Nursery Management

How Well has the Coalition Government Managed Early Years so far?

  • How Well has the Coalition Government Managed Early Years so far?

The Coalition Government has celebrated its first birthday; what shall we write in its card? June O’Sullivan offers some suggestions…

At the beginning of May, the government celebrated its first birthday, rather quietly. No sign of a Smarty Arty or a party magician. Perhaps they decided to continue the frugal, austere tone of the first year and so there was no place for any razzmatazz.

This year has certainly been tough for the sector. The Coalition came to power warning us of the dire consequences of a public debt of £1,000,000,000. They told us that we had little choice but to join together and help the government get us on a stable economic footing. If we didn’t, the very children we knew and cared for would suffer far into the future. As a sector, we responded constructively to the public cuts and efficiencies implemented to help reduce the debt. However, we’re far from safe. There’s more to come.

Many of us were keen that a new government would just settle in and not try to change everything (the previous government introduced much that was very good for children), and happily it hasn’t. Our new minister, Sarah Teather MP, appeared to value the importance of universal care and education for three- and four-year-olds, although she describes it as ‘school readiness’, which caused some consternation (we all know that early childhood is a period of life in its own right; it’s not a preparation for anything). She committed the government to extending the two-year-old pilot. I was delighted, as the pilot has been a very helpful and correctly funded project which has touched the live of many of our poorest families.

That said, we’ve had five significant reports, which seem to be the framework for a strategy. Graham Allen pushed the importance of parenting and reinforced the principle of early intervention. As my grandma would say, “A stitch in time saves nine”. Frank Field examined how we address child poverty now that it’s increasing again. The Munro report looked at safeguarding and how to avoid any more children being murdered within their families. The Wolf report examined how we support young learners and apprentices, many of whom are trainees in our nurseries. Finally, the Tickell Report reviewed the EYFS. Tickell listened to the 3,300 people who responded and kept the majority of the EYFS with some minor changes – a relief, as it’s a good document.
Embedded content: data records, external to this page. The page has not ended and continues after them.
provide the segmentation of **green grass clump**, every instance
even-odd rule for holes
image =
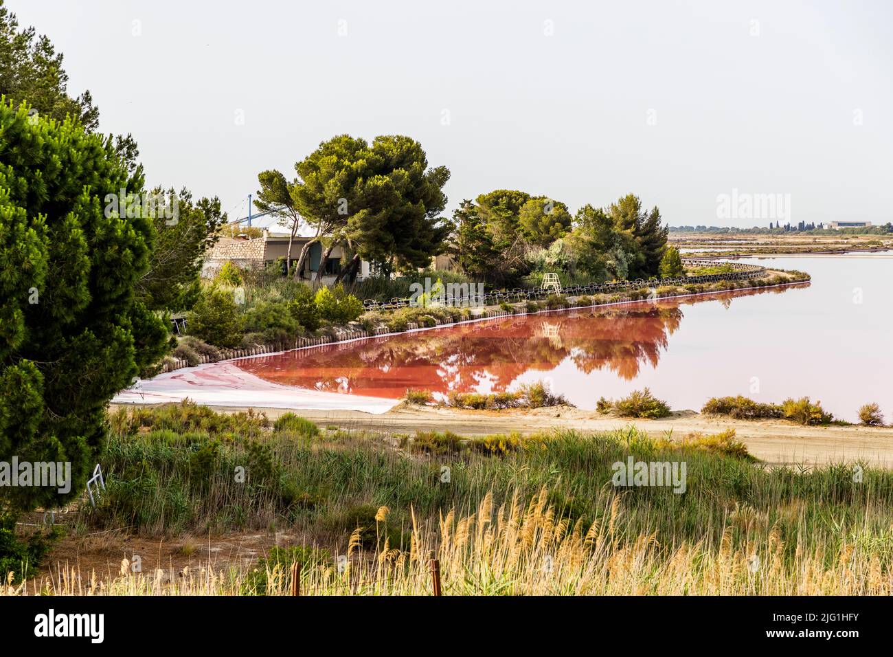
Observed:
[[[880,412],[880,407],[873,401],[864,404],[859,409],[859,421],[867,426],[883,426],[884,417]]]
[[[404,393],[403,400],[407,404],[413,404],[414,406],[424,406],[425,404],[430,404],[433,401],[431,393],[426,390],[413,390],[413,388],[407,388],[405,393]]]
[[[604,409],[605,404],[601,405]],[[670,407],[667,406],[666,402],[655,397],[647,388],[633,391],[623,399],[611,402],[611,409],[622,417],[654,419],[666,417],[670,415]]]
[[[822,408],[822,402],[816,401],[814,404],[808,397],[782,401],[781,417],[799,425],[827,425],[834,420],[834,416]]]
[[[316,425],[316,423],[294,413],[284,413],[276,418],[273,423],[273,431],[301,434],[308,438],[314,438],[320,434],[320,427]]]
[[[701,434],[689,434],[681,442],[673,443],[666,441],[662,446],[681,450],[703,450],[714,454],[731,457],[733,459],[742,459],[744,460],[755,462],[756,459],[747,451],[747,445],[735,437],[734,429],[726,429],[719,434],[711,435],[702,435]]]
[[[701,412],[705,415],[727,416],[738,420],[781,417],[781,408],[777,404],[763,404],[741,395],[714,397],[707,400]]]

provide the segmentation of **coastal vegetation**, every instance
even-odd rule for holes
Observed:
[[[273,526],[297,538],[248,567],[127,568],[104,593],[283,594],[297,560],[305,594],[428,594],[430,551],[446,594],[890,593],[893,474],[765,466],[731,433],[391,435],[189,403],[110,420],[106,494],[70,540],[121,526],[184,545]],[[684,461],[685,493],[613,485],[629,458]],[[33,585],[63,593],[68,578]]]
[[[647,388],[635,390],[616,401],[602,397],[598,400],[596,409],[599,413],[614,413],[621,417],[656,419],[670,415],[670,407],[667,403],[655,397]]]
[[[780,404],[758,403],[741,395],[714,397],[706,401],[701,412],[735,419],[781,418],[799,425],[830,425],[835,421],[834,417],[822,408],[821,402],[813,402],[808,397],[789,398]]]

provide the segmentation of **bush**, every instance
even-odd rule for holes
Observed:
[[[195,335],[184,335],[181,338],[177,338],[177,343],[188,347],[199,356],[207,356],[211,360],[217,360],[221,357],[219,349]]]
[[[738,395],[707,400],[701,412],[705,415],[728,416],[739,420],[755,420],[761,417],[780,417],[781,407],[777,404],[758,403]]]
[[[563,395],[553,394],[548,385],[542,381],[524,383],[518,388],[520,405],[528,409],[541,409],[545,406],[568,406]]]
[[[238,347],[242,340],[242,317],[232,293],[217,287],[204,290],[187,316],[187,329],[218,347]]]
[[[410,451],[425,454],[455,454],[463,447],[462,439],[451,431],[417,431],[409,444]]]
[[[722,456],[730,456],[733,459],[742,459],[748,461],[756,460],[747,451],[747,447],[735,437],[734,429],[726,429],[723,432],[712,435],[689,434],[679,443],[673,444],[664,442],[658,444],[661,447],[702,450],[704,451],[722,454]]]
[[[242,270],[231,262],[223,263],[223,266],[217,273],[214,281],[223,285],[238,287],[242,284]]]
[[[676,247],[667,247],[661,258],[658,267],[661,278],[679,278],[685,274],[685,267],[682,266],[682,257],[679,254]]]
[[[670,407],[651,394],[646,388],[633,391],[629,396],[613,403],[613,409],[623,417],[666,417],[670,415]]]
[[[309,438],[313,438],[320,434],[320,427],[315,423],[311,422],[306,417],[301,417],[294,413],[284,413],[273,422],[273,431],[288,431],[295,434],[303,434]]]
[[[546,307],[549,310],[555,308],[564,308],[570,306],[568,303],[567,297],[563,294],[550,294],[546,298]]]
[[[243,583],[246,595],[265,595],[271,579],[281,578],[282,589],[291,589],[291,565],[299,563],[303,572],[331,562],[328,550],[295,545],[288,548],[272,547],[266,557],[257,560],[257,567],[250,570]]]
[[[814,404],[808,397],[785,400],[781,402],[781,417],[800,425],[827,425],[834,419],[822,408],[822,402]]]
[[[180,342],[177,345],[176,349],[173,350],[173,357],[175,358],[185,360],[186,364],[190,367],[195,367],[199,364],[199,362],[201,362],[198,352],[185,342]]]
[[[363,302],[353,294],[346,294],[338,283],[334,288],[320,288],[313,298],[322,319],[335,324],[347,324],[363,315]]]
[[[261,301],[245,314],[243,329],[261,333],[263,341],[277,342],[301,333],[301,324],[288,303]]]
[[[32,577],[58,536],[58,530],[54,528],[20,540],[15,535],[14,518],[0,520],[0,584],[6,584],[10,573],[13,584]]]
[[[868,426],[883,426],[884,417],[880,413],[880,407],[873,401],[865,404],[859,409],[859,421]]]
[[[307,331],[315,331],[320,327],[320,311],[314,302],[313,291],[304,283],[298,283],[292,288],[288,311],[291,316]]]
[[[431,393],[428,391],[413,390],[412,388],[409,388],[406,391],[403,399],[407,404],[414,404],[415,406],[424,406],[425,404],[430,404],[433,401]]]

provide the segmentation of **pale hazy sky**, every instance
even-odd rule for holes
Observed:
[[[893,219],[893,3],[7,0],[150,184],[244,215],[257,173],[349,133],[418,139],[449,211],[509,188],[673,225],[717,195]],[[240,114],[241,113],[241,114]],[[244,116],[239,124],[237,118]]]

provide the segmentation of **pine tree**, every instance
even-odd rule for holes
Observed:
[[[71,491],[2,486],[0,507],[54,507],[83,493],[105,405],[164,351],[138,300],[152,220],[107,211],[142,192],[111,139],[73,121],[0,105],[0,460],[70,462]]]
So, what do we put on the birthday card?

● Great about universal childcare and education, but remember it’s only useful if it’s good quality and that care and education remain integral. Early years is not just about education.

● Well done for the two-year-old pilot. Make it universal, but ensure those children go to settings which understand and like two-year-olds. Link the offer to parent support, including opportunities for training and work.

● Child poverty is reduced when parents work. Keep a wide range of properly-funded childcare and education support, including holiday and after school services.

● Make Children Centres multi-generational and open to local people so they can contribute as well as access friendships, advice and happy experiences. Children Centres need to be central to reducing isolation and creating community networks.

● Don’t give up on training and development; quality is the core of what we do. Make sure our qualifications have child development at the core. Keep the Graduate Workforce idea, and ensure all leaders of services have a relevant degree and the right level of experience.

● Graham Allen MP has pushed for measurement, social investment and payments by results. Work with us on this. Don’t lumber us with complex monitoring systems that take us away from children. Don’t lose sight of what it is we’re really here to do.

Happy Birthday, Coalition, from the early years sector – remember to send us a party bag of cake, chocolate, bubbles and a yo yo, so we can have a little fun.

June O’Sullivan is the CEO of the London Early Years Foundation.